British writer and academic John Naughton said the infamous Pegasus spyware program developed by the Israeli company "NSO" (NSO) is currently facing its day of judgment, and is at the center of many international lawsuits thanks to a brave Canadian research laboratory.

Naughton is Professor of Public Understanding of Technology at the Open University in Britain and author of "From Gutenberg to Zuckerberg: What You Really Need to Know About the Internet", he mentioned that this Israeli company developing the program that few people have heard of comes - which is really surprising - on Top of the list of the most toxic technology companies in the world.

The open encyclopedia Wikipedia defines it as an Israeli technology company known primarily for its proprietary Pegasus software capable of "monitoring smartphones remotely without a single click".

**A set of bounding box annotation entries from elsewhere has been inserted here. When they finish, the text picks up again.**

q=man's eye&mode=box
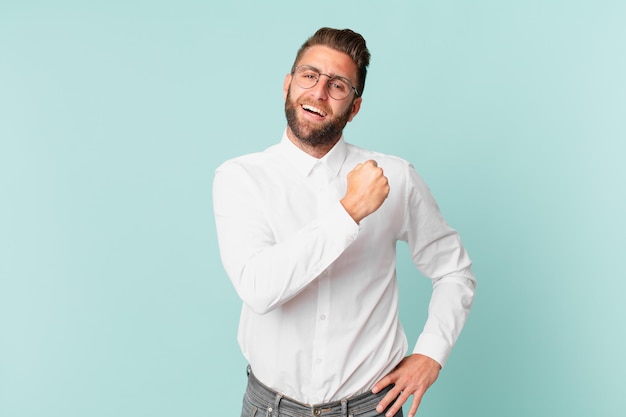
[328,80,348,91]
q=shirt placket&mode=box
[311,164,334,394]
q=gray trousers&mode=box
[241,367,403,417]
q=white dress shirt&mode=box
[213,134,475,404]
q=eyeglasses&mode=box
[292,65,359,100]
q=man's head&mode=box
[283,28,370,152]
[293,28,370,97]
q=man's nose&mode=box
[312,74,328,100]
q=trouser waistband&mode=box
[244,366,402,417]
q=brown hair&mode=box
[292,28,370,96]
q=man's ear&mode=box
[283,74,291,100]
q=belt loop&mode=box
[267,393,283,417]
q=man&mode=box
[213,28,475,417]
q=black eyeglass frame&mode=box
[291,65,359,100]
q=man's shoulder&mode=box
[216,145,276,171]
[346,143,412,170]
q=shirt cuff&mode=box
[413,333,451,368]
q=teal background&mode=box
[0,0,626,417]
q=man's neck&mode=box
[287,127,341,159]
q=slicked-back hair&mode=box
[292,27,370,96]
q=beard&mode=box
[285,90,352,147]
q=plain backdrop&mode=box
[0,0,626,417]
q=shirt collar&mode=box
[279,131,347,177]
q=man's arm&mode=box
[372,162,476,417]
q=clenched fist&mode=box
[341,159,389,223]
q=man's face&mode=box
[283,45,362,146]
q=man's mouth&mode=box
[302,104,326,117]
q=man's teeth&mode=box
[302,104,326,117]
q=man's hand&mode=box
[372,354,441,417]
[341,159,389,223]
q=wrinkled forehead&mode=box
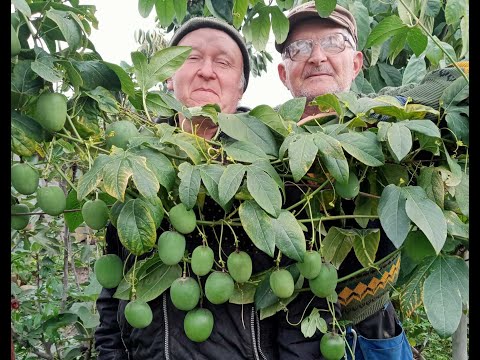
[285,17,349,46]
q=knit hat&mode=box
[275,1,358,54]
[169,17,250,91]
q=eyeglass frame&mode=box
[282,32,355,61]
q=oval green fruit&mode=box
[190,245,214,276]
[205,271,235,305]
[124,300,153,329]
[10,204,30,230]
[297,250,322,279]
[158,231,186,265]
[333,171,360,199]
[37,185,67,216]
[10,163,40,195]
[82,199,109,230]
[320,332,345,360]
[227,251,252,284]
[308,263,338,298]
[170,277,200,311]
[105,120,139,149]
[93,254,123,289]
[269,269,295,299]
[183,308,213,342]
[35,93,67,132]
[168,203,197,234]
[10,25,22,57]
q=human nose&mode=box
[198,59,215,79]
[308,43,327,63]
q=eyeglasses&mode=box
[282,33,355,61]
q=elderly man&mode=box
[275,1,466,360]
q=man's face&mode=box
[278,19,363,101]
[167,28,243,113]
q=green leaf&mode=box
[103,61,135,97]
[233,0,248,29]
[407,27,428,56]
[155,0,177,28]
[249,105,288,136]
[402,186,447,254]
[353,229,380,268]
[218,164,247,205]
[250,12,270,51]
[173,0,188,24]
[178,162,201,209]
[70,59,121,91]
[418,166,445,209]
[11,0,32,18]
[423,258,462,338]
[315,0,337,17]
[218,113,278,156]
[272,210,306,262]
[138,0,156,19]
[270,6,290,44]
[387,122,413,162]
[288,134,318,182]
[335,131,385,166]
[199,164,225,205]
[278,97,307,122]
[117,199,157,256]
[445,0,468,25]
[402,55,427,85]
[45,9,82,51]
[77,154,111,201]
[224,141,268,163]
[322,226,355,269]
[63,189,84,232]
[238,200,275,258]
[205,0,234,24]
[132,148,177,191]
[131,46,192,93]
[128,153,160,199]
[247,165,282,218]
[365,15,407,48]
[31,46,63,82]
[377,184,410,249]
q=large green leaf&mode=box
[138,0,156,18]
[272,210,306,262]
[247,165,282,218]
[423,257,462,338]
[238,200,275,258]
[155,0,175,28]
[336,131,385,166]
[402,186,447,254]
[377,184,410,248]
[322,226,355,269]
[387,122,413,162]
[131,46,192,93]
[218,113,278,156]
[353,229,380,268]
[288,134,318,182]
[365,15,408,48]
[117,199,157,255]
[70,59,122,91]
[218,164,247,205]
[249,105,288,136]
[178,162,201,209]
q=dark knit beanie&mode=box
[169,17,250,91]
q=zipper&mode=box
[252,307,267,360]
[163,292,170,360]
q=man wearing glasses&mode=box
[275,1,468,360]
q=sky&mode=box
[80,0,291,108]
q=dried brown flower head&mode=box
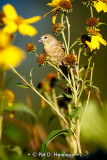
[25,43,36,52]
[65,53,78,66]
[86,17,98,27]
[37,54,46,64]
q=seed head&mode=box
[86,17,98,27]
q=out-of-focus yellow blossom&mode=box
[4,89,15,107]
[44,0,72,24]
[3,4,41,36]
[0,31,25,69]
[93,0,107,13]
[86,35,107,52]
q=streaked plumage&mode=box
[39,34,65,65]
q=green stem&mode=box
[0,98,3,142]
[66,16,70,54]
[9,65,69,126]
[0,70,5,142]
[77,47,82,93]
[47,61,74,91]
[61,13,68,54]
[90,6,93,17]
[77,57,92,103]
[9,65,81,155]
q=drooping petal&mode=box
[85,41,93,52]
[3,4,18,20]
[0,46,25,69]
[43,8,55,18]
[18,24,37,37]
[96,36,107,46]
[3,21,18,34]
[24,16,41,24]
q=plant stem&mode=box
[66,16,70,54]
[0,70,5,142]
[47,61,74,90]
[77,57,92,102]
[9,65,81,155]
[61,13,68,54]
[69,41,78,50]
[9,65,69,126]
[0,98,3,142]
[76,47,82,93]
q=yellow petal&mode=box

In an article in the Guardian newspaper, Naughton confirms that most smartphone users assume that the hacker's ability to hack their devices depends on their negligence or their naive behavior such as clicking on a web link or opening an attachment, but the Israeli program can access the phones. The person does not do anything undesirable, and once inside it turns everything on the device into an open book for any malware publisher.

This is really impressive, but the other thing worth noting is that the software is also able to infect relatively secure iPhones that are often the phones of choice for politicians, investigative journalists, human rights activists and dissidents in authoritarian countries.

Also, Pegasus - the writer adds - is so powerful that it is classified as "ammunition", so it requires permission from the Israeli government before selling it to foreign customers who must be - apparently - governments since it is not available as a consumer product, at a time when it insists The Israeli government designates it exclusively for use against criminals and terrorists.

Evidence indicates that Pegasus was used in attacks targeting human rights activists and journalists in different countries, and was used to spy against a country, Pakistan.

Until very recently - the writer adds - the Israeli developer was moving forward at a steady pace, but things began to change at the beginning of this month when the administration of US President Joe Biden added it to the black list "that works against national interests, American national security and human rights in the world", and banned Actually sell hardware and software to it.

Last week, Apple filed a lawsuit against NSO to hold it accountable for monitoring and targeting its users, and is also seeking a permanent injunction to ban the Israeli company from using any of its software, services or devices.

missing link

But the missing link in covering these developments, according to Naughton, is that none of these things would have happened without the skill, dedication and perseverance of an exceptional group of academic researchers at the Munk School of Global Affairs and Public Policy at the University of Toronto, Canada. .

A laboratory was set up at this college in 2001 by Ronald Deebert, a political scientist who realized early on that the world would need some way of digging beneath the surface of our global communications networks to reveal the ways in which power was secretly exercised.

And over the last 20 years, Debert has put together a tremendous team that somehow operates as a kind of NSA for civil society, and that's been the only place for years where one can get an informed picture of what NSO has been doing, but from Without the work of this laboratory and the courage of some of its personal researchers, the United States would not likely have moved against the Israeli company.

Tonon concludes that even if the Israeli company slides to the brink of bankruptcy, the Pegasus program that it developed will not disappear because there are many non-democratic customers who will seek to benefit from its capabilities, and what the Citizen Lab has shown to Debert and his colleagues is that the price of freedom will always remain technological vigilance.